Potentially, two or more models could run options for all participant parties analysing their options and utilizing their constraints and goals to determine their possible courses of action (CoA).

Conclusion and Next Steps

The fundamental limitations of the available data and architecture of existing LLMs indicates that the Domain Specific Paradox will remain for some time. A breakthrough in common sense training of AIs would overcome this limitation but, in the meantime, subject-matter-experts in narrow domains who wish to use AI to enhance their creative decision-making should recognize these limitations and use AI with care. 

However, the chaining, enhanced RAG and maze running techniques offer promise to overcome these limitations and are with further exploration.

Exhibit - Differentiating Pattern Matching from Creative Analysis

A legal example helps illustrate the difference between these two use cases which can appear similar but are very different.

High-Domain-Specificity / High Complexity

US legislation and case-law are well recorded and clearly structured, making these excellent training materials for an LLM. The resultant model will perform well with pattern-based tasks such as researching similar cases,and creating basic briefs using a standard template, in addition to general LLM tasks such as summarizing.

High-Domain-Specificity / High Creativity

Conducting a series of negotiations or designing a case strategy are informed by the law but require high levels of System II (experiential) thinking, emotional intelligence, creativity, adaptability and innovation. 

An LLM might be able to offer some boilerplate suggestions but will be heavily dependent on a small handful of well-recorded examples, limiting its abilities. Simply adding more case law examples will not overcome this limitation as the deliberation and discussion of the strategy will not be included in these records.

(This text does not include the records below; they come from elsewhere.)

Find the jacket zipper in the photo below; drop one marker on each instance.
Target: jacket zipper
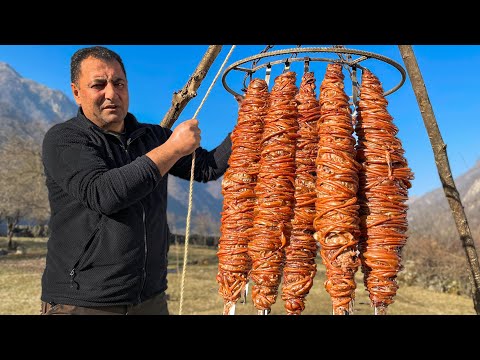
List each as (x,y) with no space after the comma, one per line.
(144,271)
(82,255)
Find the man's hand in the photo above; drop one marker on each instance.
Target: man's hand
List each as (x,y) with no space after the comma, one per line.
(185,139)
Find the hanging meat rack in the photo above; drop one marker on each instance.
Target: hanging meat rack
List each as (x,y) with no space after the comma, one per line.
(351,58)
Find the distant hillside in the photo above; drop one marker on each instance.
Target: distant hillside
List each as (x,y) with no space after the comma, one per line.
(25,100)
(434,256)
(26,105)
(430,214)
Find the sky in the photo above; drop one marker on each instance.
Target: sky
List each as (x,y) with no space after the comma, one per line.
(155,72)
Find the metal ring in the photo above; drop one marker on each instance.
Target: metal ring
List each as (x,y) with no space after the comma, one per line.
(364,55)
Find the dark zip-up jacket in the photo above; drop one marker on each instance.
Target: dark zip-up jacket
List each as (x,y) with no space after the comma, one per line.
(109,233)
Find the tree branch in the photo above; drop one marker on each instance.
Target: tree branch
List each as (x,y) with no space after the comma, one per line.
(443,166)
(189,91)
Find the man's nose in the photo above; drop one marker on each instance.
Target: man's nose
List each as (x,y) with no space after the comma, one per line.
(110,91)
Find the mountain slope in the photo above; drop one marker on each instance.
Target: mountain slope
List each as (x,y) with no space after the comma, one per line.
(26,100)
(27,107)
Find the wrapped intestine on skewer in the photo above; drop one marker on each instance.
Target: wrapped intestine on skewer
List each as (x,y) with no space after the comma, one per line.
(274,192)
(300,267)
(383,191)
(337,221)
(238,195)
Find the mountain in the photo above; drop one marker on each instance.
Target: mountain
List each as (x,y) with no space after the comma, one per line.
(430,215)
(24,100)
(27,106)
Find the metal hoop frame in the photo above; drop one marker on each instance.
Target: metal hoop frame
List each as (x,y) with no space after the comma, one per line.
(354,63)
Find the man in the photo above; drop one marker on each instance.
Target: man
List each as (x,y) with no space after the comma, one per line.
(106,175)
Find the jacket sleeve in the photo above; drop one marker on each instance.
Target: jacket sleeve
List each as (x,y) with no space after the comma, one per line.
(209,165)
(78,165)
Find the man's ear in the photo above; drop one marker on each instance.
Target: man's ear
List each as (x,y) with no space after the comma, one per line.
(76,94)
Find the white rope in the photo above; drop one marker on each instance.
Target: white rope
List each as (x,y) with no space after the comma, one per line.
(190,193)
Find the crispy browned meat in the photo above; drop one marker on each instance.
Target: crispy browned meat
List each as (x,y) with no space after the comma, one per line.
(337,221)
(238,194)
(384,183)
(300,267)
(275,192)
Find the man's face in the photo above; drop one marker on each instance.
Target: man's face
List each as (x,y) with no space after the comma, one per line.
(102,92)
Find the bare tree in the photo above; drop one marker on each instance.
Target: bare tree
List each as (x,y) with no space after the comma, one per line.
(23,194)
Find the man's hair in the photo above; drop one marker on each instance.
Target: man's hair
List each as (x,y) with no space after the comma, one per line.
(97,52)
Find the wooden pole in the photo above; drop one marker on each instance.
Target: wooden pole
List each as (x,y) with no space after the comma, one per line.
(189,91)
(443,166)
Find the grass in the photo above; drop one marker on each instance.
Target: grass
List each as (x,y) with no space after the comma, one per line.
(20,288)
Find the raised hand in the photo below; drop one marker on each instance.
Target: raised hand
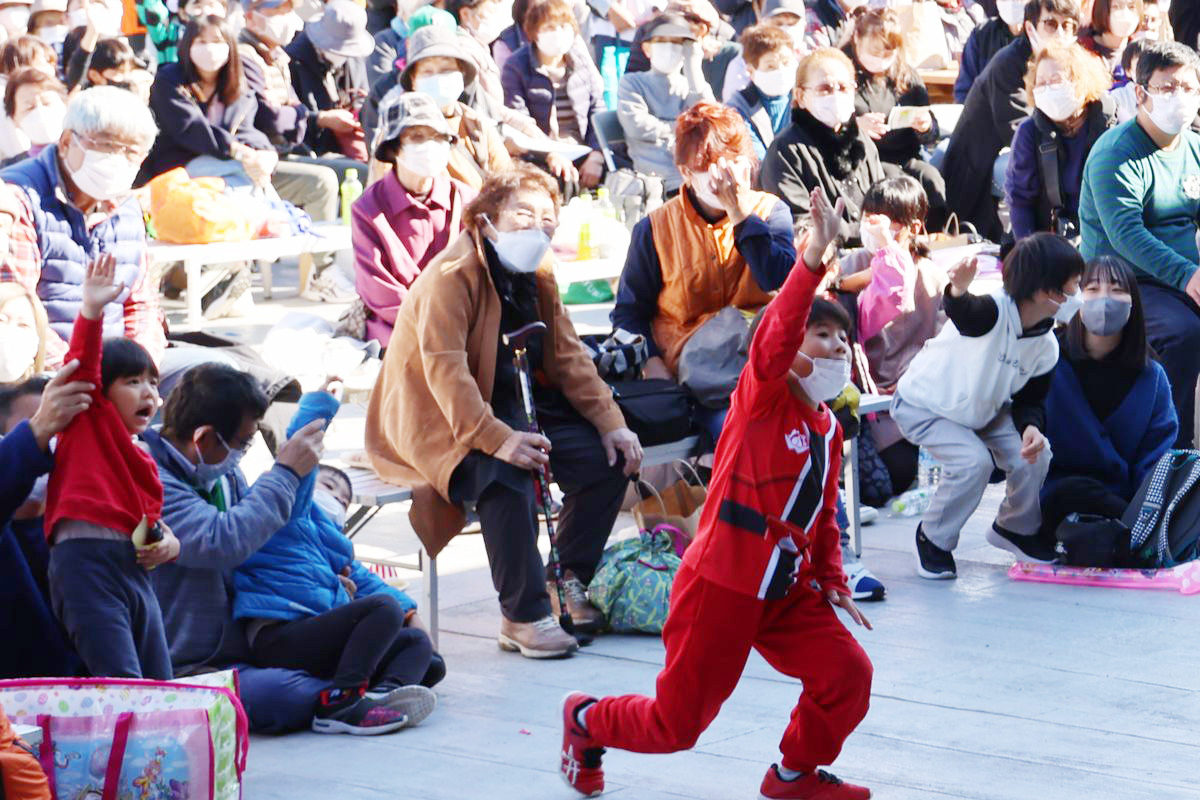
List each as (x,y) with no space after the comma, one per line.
(99,287)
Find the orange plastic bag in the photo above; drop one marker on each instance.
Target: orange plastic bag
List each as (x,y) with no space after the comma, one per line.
(196,210)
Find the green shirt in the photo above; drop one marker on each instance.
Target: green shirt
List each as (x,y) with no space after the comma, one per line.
(1141,203)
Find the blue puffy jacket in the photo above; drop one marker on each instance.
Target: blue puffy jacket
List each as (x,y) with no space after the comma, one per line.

Fine-Tuning and RAG Augmentation

  • Fine-tuning: Potential for adjusting basic domain understanding

  • RAG (Retrieval-Augmented Generation): Essential for maintaining current knowledge and cited sources

  • Hybrid approaches: Combining multiple techniques for enhanced reliability

Architectural Considerations

  • The need for verifiable outputs

  • Integration of rule-based systems

  • Maintenance of clear information provenance

Implementation and Validation

Validation Frameworks

  • Metrics for evaluating analytical reliability

  • Testing methodologies for specialized systems

  • Comparative performance measures

Risk Management

  • Liability considerations in high-stakes analytical decisions

  • Accountability frameworks

  • Audit trails and decision documentation

Implementation Strategy

  • Migration paths from current systems

  • Required organizational capabilities

  • Resource and skill requirements

  • Integration with existing processes

Future Implications

The Domain Speciality Paradox suggests that:

  1. Development of truly expert AI systems may require fundamentally different approaches

  2. Current trends toward larger, more general models may not address specialized analytical needs

  3. Alternative architectures focusing on reliability and verification may be necessary

Looking Forward

The path forward likely involves:

  • Recognition of the limitations of current approaches

  • Development of specialized architectures for analytical work

  • Integration of multiple approaches for different types of tasks

  • Understanding the appropriate role of AI in analytical processes

The future of AI-assisted analysis may not lie in creating ever-larger general models, but in developing specialized systems that can reliably augment human expertise while maintaining verifiable outputs and clear decision trails.